By Karl Quinn
28 Years Later
★★★★
MA 15+, 115 mins
It is 23 years since writer Alex Garland, director Danny Boyle and producer Andrew Macdonald unleashed the Rage virus upon the world and redefined the zombie genre in 28 Days Later (despite insisting their film wasn’t a zombie flick at all). And in the first of a projected new trilogy, they prove there’s plenty of life in them old bones yet.
The filmmakers claim no prior knowledge of the franchise is necessary (Garland and Boyle were only executive producers on the 2007 sequel 28 Weeks Later) in order to enter the latest incarnation of the hellscape of England after the outbreak. And while it undoubtedly adds a little something to have seen the earlier films, they are largely right in that. As The Walking Dead made perfectly clear, you don’t need an origin story when the world you’ve created is as fully fleshed out as this. Even if the flesh is in a horrible state of decay.
You gotta run, run, run, run, run: Aaron Taylor-Johnson and Alfie Williams in 28 Years Later.Credit: AP
We start here on the island of Lindisfarne, off the coast of north-east England. That gives our leads – Aaron Taylor-Johnson as Jamie, Jodie Comer as Isla, and Alfie Williams as their son, Spike – the chance to do some cracking Geordie accents, something we just do not hear enough of on screen, if you ask me.
Isla is bed-bound, racked by a mystery illness that at first glance could be mistaken for early-onset Rage. Jamie is a hunter, a leader of the gated and so-far secure island community that seems to have clung to a version of civilisation fashioned some time between 1830 and 1940.
He’s taking Spike across the causeway – accessible only at low tide – that connects the island to the mainland, to hunt for slow-moving infected, and to dodge the fast-moving variety. It’s a coming-of-age ritual, with a rather higher degree of risk than a bar mitzvah or a blue-light disco. Of course, things unravel pretty quickly, as they encounter a horde led by an oversized, more intelligent leader, known as an Alpha.
Boyle is masterful at creating an almost unbearable sense of tension in these scenes. His use of jump-cuts, of varied focal lengths and exposures, and above all his use of music and sound design (think Trainspotting, times 10) all combine to create and sustain a state of high anxiety in the audience.
The mission is a turning point for Spike, but not quite in the way his old man had anticipated. His experiences, and the aftermath of them, open his eyes to the way myth is used to reinforce a particular version of the world. It causes a rift between father and son, and sets in train the second part of the film, in which Spike leads his mother back to the mainland in search of a doctor who is rumoured to be there, and who might provide a diagnosis and a cure.
At its core, then, 28 Years Later is a story about a fractured family, and the quest to reunite it, or replace it. It’s about the painful act of severance necessary to growth. It’s about betrayal and faith, and the need to believe in a better future even when it seems impossible.

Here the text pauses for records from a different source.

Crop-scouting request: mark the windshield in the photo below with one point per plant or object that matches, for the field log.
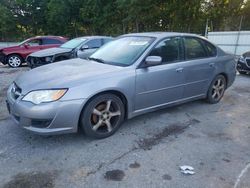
(73, 43)
(23, 42)
(123, 51)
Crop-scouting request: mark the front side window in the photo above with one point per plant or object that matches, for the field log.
(106, 40)
(34, 42)
(74, 43)
(123, 51)
(169, 50)
(194, 48)
(51, 41)
(95, 43)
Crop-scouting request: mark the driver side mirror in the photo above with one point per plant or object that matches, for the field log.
(84, 47)
(26, 45)
(153, 60)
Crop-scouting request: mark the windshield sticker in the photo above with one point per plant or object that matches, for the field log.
(138, 43)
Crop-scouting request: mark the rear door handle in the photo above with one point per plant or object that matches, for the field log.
(211, 64)
(179, 70)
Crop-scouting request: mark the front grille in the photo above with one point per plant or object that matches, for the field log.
(16, 91)
(40, 123)
(248, 62)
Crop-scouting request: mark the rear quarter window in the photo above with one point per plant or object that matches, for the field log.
(211, 49)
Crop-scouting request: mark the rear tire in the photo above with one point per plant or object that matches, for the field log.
(14, 61)
(102, 116)
(216, 89)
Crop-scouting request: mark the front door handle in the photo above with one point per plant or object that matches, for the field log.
(179, 70)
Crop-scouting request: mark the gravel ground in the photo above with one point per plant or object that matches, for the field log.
(146, 152)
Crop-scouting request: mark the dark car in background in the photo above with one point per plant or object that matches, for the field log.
(14, 56)
(81, 47)
(243, 65)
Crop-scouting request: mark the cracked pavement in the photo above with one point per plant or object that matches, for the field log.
(146, 151)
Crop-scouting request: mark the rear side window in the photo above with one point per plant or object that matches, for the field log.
(194, 48)
(95, 43)
(169, 50)
(211, 49)
(51, 41)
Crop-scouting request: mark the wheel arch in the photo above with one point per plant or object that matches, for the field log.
(225, 76)
(111, 91)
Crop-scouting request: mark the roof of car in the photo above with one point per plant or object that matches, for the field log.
(49, 36)
(160, 34)
(92, 37)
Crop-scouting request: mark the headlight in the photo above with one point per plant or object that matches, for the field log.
(40, 96)
(48, 59)
(242, 59)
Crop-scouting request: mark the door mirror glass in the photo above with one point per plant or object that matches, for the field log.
(26, 45)
(84, 47)
(153, 60)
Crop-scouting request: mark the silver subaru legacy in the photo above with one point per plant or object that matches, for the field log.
(132, 75)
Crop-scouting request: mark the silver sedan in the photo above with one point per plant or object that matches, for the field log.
(132, 75)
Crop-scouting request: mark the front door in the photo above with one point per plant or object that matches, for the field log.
(199, 67)
(161, 84)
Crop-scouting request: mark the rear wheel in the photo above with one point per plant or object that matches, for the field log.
(102, 116)
(14, 61)
(216, 89)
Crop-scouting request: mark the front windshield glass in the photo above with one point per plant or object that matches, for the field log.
(74, 43)
(123, 51)
(23, 42)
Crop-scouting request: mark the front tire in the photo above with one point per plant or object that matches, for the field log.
(14, 61)
(216, 89)
(102, 116)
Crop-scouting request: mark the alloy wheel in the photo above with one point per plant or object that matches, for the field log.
(105, 116)
(218, 89)
(14, 61)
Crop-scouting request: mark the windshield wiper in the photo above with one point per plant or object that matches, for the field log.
(97, 59)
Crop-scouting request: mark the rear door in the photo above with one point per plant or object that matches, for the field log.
(199, 66)
(161, 84)
(31, 46)
(50, 43)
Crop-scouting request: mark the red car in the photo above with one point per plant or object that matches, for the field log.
(14, 56)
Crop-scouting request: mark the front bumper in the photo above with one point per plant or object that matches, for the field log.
(52, 118)
(241, 66)
(34, 62)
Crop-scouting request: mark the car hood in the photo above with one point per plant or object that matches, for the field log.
(50, 52)
(64, 74)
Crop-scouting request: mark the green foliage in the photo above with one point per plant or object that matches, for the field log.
(24, 18)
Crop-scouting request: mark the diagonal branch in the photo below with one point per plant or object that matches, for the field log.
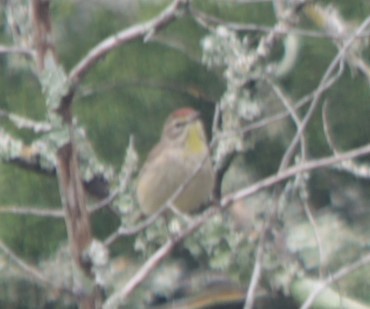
(151, 264)
(144, 30)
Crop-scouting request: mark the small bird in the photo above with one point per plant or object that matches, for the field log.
(182, 147)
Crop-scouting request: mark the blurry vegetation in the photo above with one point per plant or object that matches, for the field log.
(135, 87)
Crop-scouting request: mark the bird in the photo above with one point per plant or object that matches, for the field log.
(181, 158)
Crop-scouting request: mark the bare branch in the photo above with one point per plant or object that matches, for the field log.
(31, 271)
(29, 53)
(135, 32)
(27, 211)
(227, 201)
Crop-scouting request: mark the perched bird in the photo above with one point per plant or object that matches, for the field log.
(174, 160)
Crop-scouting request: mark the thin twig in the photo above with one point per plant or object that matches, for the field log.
(341, 273)
(31, 271)
(27, 211)
(151, 264)
(168, 15)
(326, 79)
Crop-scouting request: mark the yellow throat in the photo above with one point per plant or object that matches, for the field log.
(195, 143)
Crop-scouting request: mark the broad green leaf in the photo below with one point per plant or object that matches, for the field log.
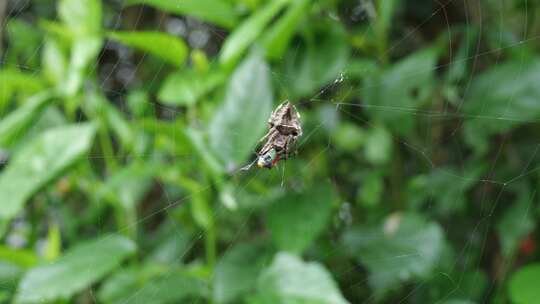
(317, 62)
(210, 160)
(151, 284)
(378, 146)
(219, 12)
(246, 33)
(40, 162)
(444, 188)
(77, 269)
(296, 220)
(9, 275)
(524, 285)
(54, 61)
(240, 121)
(500, 99)
(236, 272)
(20, 257)
(405, 247)
(289, 280)
(84, 51)
(24, 39)
(129, 184)
(186, 87)
(167, 47)
(17, 122)
(278, 36)
(82, 17)
(17, 82)
(391, 95)
(516, 223)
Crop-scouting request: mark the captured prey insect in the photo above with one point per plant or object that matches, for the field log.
(283, 131)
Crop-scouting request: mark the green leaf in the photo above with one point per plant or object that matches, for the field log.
(172, 287)
(317, 62)
(40, 162)
(185, 88)
(167, 47)
(296, 220)
(129, 184)
(493, 109)
(236, 272)
(289, 280)
(246, 33)
(516, 223)
(77, 269)
(241, 120)
(405, 247)
(82, 17)
(13, 81)
(378, 146)
(524, 285)
(277, 37)
(84, 51)
(219, 12)
(20, 120)
(391, 95)
(20, 257)
(54, 61)
(151, 284)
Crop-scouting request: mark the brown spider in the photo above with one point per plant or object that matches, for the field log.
(284, 130)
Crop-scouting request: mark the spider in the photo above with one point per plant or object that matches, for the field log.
(284, 130)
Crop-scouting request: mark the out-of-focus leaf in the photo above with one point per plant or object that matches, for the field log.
(241, 120)
(151, 284)
(371, 189)
(13, 81)
(458, 67)
(219, 12)
(524, 285)
(500, 99)
(516, 223)
(129, 184)
(83, 53)
(9, 274)
(378, 146)
(289, 280)
(40, 162)
(186, 87)
(24, 39)
(173, 249)
(445, 188)
(349, 137)
(167, 47)
(246, 33)
(296, 220)
(237, 271)
(278, 36)
(211, 161)
(54, 61)
(82, 17)
(405, 247)
(77, 269)
(391, 95)
(20, 257)
(17, 122)
(54, 243)
(314, 65)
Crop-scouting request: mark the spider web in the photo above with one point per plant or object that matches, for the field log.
(346, 109)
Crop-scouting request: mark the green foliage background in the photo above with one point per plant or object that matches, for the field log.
(124, 125)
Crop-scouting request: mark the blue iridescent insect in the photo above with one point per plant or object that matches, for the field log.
(283, 130)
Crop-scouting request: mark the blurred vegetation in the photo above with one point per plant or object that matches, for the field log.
(124, 125)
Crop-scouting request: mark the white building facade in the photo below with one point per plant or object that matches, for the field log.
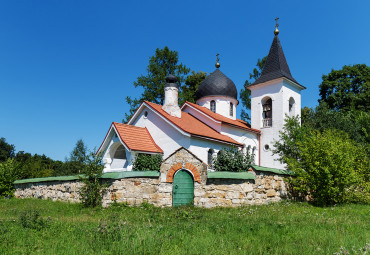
(209, 125)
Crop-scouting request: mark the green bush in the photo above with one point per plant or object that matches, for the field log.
(147, 162)
(8, 174)
(330, 167)
(93, 189)
(232, 160)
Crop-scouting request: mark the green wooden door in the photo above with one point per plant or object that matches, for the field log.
(183, 189)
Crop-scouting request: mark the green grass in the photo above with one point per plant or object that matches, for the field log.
(283, 228)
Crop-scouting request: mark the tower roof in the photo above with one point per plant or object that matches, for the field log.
(276, 65)
(217, 84)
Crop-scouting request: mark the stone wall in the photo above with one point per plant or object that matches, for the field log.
(134, 191)
(267, 187)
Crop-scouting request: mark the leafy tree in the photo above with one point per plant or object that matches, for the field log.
(347, 89)
(9, 172)
(163, 63)
(192, 84)
(147, 162)
(245, 93)
(77, 159)
(93, 189)
(6, 150)
(355, 123)
(330, 167)
(232, 160)
(33, 166)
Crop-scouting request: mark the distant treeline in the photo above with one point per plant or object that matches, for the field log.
(29, 165)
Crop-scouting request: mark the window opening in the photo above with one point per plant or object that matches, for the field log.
(120, 153)
(213, 106)
(267, 113)
(210, 157)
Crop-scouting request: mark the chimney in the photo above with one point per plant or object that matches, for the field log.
(171, 92)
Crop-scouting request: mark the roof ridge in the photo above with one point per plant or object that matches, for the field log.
(127, 125)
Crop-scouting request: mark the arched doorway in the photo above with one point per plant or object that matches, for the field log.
(182, 189)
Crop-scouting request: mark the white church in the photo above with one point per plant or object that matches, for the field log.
(209, 125)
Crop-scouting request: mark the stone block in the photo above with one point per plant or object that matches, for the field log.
(271, 193)
(164, 188)
(247, 187)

If, like me, you are a fan of the genre you will see echoes of other examples here – of The Walking Dead and The Last of Us especially. But I see a big debt, too, to Russell Hoban’s magnificent and slender post-apocalyptic novel, Riddley Walker, in which a teenage boy wanders the Fens of East Anglia, and where language and stories have fractured and decayed but still hold sway. In all of these, there’s a fascinating kind of regressive medievalism at play, with hilltop forts, primitive weaponry, folk religion and a desperate bid to carve a life of normality in a time of perpetual siege.

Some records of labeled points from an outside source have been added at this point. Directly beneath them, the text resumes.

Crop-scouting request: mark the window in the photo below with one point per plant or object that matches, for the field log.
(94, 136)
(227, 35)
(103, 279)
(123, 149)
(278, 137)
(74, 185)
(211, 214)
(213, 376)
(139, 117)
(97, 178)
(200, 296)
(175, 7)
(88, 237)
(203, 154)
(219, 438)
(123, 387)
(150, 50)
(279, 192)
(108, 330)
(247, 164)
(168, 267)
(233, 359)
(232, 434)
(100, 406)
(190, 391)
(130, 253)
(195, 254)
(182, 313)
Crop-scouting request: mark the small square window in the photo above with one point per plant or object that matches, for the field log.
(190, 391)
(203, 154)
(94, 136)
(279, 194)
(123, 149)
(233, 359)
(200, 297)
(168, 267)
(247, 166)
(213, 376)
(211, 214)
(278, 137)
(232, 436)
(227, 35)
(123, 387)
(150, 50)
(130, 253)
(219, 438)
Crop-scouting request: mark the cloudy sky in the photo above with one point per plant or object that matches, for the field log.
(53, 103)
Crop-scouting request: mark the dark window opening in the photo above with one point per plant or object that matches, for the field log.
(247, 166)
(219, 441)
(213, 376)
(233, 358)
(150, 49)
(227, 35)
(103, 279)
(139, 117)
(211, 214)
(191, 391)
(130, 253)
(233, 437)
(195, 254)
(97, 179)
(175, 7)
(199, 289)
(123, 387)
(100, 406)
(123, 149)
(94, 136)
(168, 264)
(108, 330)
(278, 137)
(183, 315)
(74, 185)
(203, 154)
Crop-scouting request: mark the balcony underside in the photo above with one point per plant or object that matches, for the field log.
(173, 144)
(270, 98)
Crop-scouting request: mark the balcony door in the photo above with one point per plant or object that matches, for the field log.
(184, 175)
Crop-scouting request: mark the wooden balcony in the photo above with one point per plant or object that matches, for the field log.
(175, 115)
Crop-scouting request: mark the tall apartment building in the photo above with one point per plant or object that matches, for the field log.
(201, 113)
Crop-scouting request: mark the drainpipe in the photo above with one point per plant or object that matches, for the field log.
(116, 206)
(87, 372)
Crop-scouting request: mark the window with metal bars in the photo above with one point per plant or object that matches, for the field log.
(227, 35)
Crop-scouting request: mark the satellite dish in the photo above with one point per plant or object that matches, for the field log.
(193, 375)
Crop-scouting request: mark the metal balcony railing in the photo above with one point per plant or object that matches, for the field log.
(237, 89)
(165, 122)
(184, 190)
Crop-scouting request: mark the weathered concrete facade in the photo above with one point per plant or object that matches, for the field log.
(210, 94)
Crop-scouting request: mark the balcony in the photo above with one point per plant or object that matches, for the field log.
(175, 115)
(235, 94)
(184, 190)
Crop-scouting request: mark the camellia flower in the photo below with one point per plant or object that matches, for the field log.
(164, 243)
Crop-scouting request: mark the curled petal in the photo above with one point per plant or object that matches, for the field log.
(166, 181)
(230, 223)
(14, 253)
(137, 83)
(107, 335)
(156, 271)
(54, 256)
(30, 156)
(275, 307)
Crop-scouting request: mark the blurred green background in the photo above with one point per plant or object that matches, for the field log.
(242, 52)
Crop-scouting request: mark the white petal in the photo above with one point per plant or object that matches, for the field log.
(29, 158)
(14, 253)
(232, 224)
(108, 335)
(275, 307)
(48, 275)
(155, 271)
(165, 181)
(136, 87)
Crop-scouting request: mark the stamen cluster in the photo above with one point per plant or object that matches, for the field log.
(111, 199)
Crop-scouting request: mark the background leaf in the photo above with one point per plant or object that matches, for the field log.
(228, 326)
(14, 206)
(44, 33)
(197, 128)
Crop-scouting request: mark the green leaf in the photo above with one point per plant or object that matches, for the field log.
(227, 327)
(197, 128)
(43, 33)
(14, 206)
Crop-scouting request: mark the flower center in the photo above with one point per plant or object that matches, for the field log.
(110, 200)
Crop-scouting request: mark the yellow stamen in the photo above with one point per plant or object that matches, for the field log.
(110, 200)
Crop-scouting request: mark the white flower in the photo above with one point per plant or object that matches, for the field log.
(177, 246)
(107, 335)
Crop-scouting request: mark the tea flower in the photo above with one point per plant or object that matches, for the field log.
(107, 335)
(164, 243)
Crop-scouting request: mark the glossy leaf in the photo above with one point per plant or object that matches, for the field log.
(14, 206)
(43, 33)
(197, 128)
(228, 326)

There’s not a lot of room for humour in all this, though I couldn’t help but chuckle at how much the infected remind me of ravers at Confest, especially in scenes where they’re bathing naked in a river.
There’s also a hilarious scene involving a Swedish marine and the picture of his girlfriend on a barely functioning phone. It’s a throwaway moment (in all senses), but it says something about the things that are ephemeral and the ones that really matter.
And, ultimately, isn’t that precisely what the best zombie stories always do.